Uno de los dramas del periodismo es que puede convertirse en rehén de aquello que detesta. Hace unos días el novelista chileno Jorge Edwards hablaba de un efecto secundario de la dictadura de Pinochet. Durante esos años de niebla y oscuridad resultaba imposible conceder una entrevista a la prensa internacional sin hablar del golpe militar. En forma paradójica, las reiteradas condenas al general confirmaban que la crítica no servía para derrotarlo y permitían que su dilatada sombra dominara las conversaciones.
De tanto vigilar el desastre algunos cronistas pierden la oportunidad de descubrir lo que escapa al desastre.
El pasado 25 de julio participé en Morelia en un encuentro de promoción de la lectura organizado por la Dirección General de Publicaciones del Conaculta. Durante dos días, 150 mediadores compartieron sus extraordinarias experiencias para contagiar la lectura. Todos trabajan en forma voluntaria, en condiciones muchas veces adversas. Hay salas en cárceles, escuelas para ciegos, hospitales, zonas de alto riesgo. Los obstáculos representan un curioso estímulo para estos brigadistas de la letra: mientras más difícil parece abrir un libro, más motivos encuentran para hacerlo; no se limitan a cumplir una tarea: encabezan una cruzada.
Las consecuencias de este entusiasmo rebasan con mucho el marco de la literatura. Estamos ante una prueba de la función de los libros para recuperar el tejido social, establecer lazos comunitarios, fomentar la autoestima y consolidar valores éticos. Intervine ante los promotores que han transformado la lectura en un heroísmo cotidiano. No es difícil imaginar la emoción que un encuentro como ése provoca en cualquier persona relacionada con la escritura. Al final del acto prevalecía un ánimo de reinvención de la realidad similar al que presencié en Cali en los años duros de la violencia colombiana, cuando el escritor Fernando Cruz Kronfly organizó un congreso sobre un tema que entonces parecía improbable, el “Principio Esperanza” del que habló Ernst Bloch.

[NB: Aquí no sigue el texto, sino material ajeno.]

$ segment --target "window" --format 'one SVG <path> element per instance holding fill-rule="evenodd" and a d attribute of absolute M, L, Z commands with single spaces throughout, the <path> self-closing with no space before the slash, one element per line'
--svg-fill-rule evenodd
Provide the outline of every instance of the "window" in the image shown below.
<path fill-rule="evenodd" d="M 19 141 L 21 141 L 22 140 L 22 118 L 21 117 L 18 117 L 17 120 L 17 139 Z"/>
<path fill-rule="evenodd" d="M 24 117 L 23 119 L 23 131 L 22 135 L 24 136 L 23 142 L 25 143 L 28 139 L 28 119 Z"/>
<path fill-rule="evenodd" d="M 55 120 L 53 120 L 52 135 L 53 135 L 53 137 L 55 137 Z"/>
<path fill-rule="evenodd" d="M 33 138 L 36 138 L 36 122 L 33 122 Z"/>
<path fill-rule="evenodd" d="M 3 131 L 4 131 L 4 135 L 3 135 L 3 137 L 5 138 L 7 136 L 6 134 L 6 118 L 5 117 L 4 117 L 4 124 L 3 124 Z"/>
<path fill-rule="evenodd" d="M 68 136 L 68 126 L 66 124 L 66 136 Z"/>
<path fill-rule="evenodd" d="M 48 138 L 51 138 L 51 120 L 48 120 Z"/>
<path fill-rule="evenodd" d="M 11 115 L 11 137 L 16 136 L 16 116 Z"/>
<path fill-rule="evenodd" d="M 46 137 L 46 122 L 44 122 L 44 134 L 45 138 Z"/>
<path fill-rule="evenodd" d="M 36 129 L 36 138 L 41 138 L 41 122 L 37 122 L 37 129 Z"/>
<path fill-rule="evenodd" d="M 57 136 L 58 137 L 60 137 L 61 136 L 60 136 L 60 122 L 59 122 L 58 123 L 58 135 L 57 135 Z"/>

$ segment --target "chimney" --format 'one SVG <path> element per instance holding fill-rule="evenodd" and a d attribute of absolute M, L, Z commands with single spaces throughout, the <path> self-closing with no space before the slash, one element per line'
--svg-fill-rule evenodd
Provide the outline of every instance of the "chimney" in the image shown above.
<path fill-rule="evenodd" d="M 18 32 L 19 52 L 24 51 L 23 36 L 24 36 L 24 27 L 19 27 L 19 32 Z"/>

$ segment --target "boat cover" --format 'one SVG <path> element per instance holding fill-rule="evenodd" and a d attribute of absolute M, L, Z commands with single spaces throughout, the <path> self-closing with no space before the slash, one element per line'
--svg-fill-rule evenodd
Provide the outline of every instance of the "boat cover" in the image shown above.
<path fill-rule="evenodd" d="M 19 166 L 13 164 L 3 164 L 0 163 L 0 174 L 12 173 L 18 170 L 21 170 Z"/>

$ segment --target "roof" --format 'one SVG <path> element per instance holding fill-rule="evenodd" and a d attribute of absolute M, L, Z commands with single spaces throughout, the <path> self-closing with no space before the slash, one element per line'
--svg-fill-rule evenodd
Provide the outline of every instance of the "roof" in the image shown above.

Después del acto se improvisó una ronda con periodistas. ¿Alguno preguntó por el destino del libro, la promoción de la lectura, la importancia del arte para combatir la inseguridad y los demás asuntos discutidos? Para nada. Como en tantas ocasiones, los reporteros abordaron lo que les interesaba antes de llegar ahí: las autodefensas, el caso de “Mamá Rosa”, la reforma energética, la violencia en el país. Comparto esos intereses y he escrito sobre algunos de ellos. Pero en mi opinión la noticia era otra. Contesté brevemente y traté de volver a los libros. La más enjundiosa de mis colegas me informó que no tenía caso hablar de algo que ya había fracasado. Le pregunté a qué se refería y dijo que los bajos índices de lectura revelaban la ausencia de políticas públicas.
Obviamente, desde un punto de vista general tenía razón. Sin embargo, la realidad consta de partes y hay cosas que mejoran poco a poco. El infierno, como escribió Italo Calvino, no pertenece al más allá: está entre nosotros. La resistencia al mal consiste en detectar lo que no es infierno para apoyarlo y darle espacio. Caer en la “dialéctica del Todo o Nada”, a la que tantas veces se refirió Octavio Paz, significa ejercer la esterilidad. Argumenté que los impresionantes esfuerzos de los mediadores no podían ser desechados a causa de la mala salud de la República.
Al día siguiente las notas ignoraban el acto de hora y media y se concentraban en la entrevista de diez minutos sobre temas “noticiosos”.
No se puede cambiar el mundo sin empezar a cambiarlo. La construcción de la esperanza supone la derrota de nuestro propio pesimismo. Por desgracia, los primeros pasos que se apartan de la norma no suelen ser vistos por quienes piensan que la conciencia crítica consiste en repetir que todo fracasó. La necesaria condena de las numerosas lacras nacionales provoca que en ocasiones dar una buena noticia parezca una claudicación.
Rara vez se toman en cuenta las profundas repercusiones políticas de los actos culturales, científicos, médicos o educativos. Quien trabaja en la sección “nacional” y se asoma a un encuentro sobre el libro, pregunta por Peña Nieto, que no pudo decir los nombres de tres libros. Un extraño y perverso triunfo de la política sobre la cultura.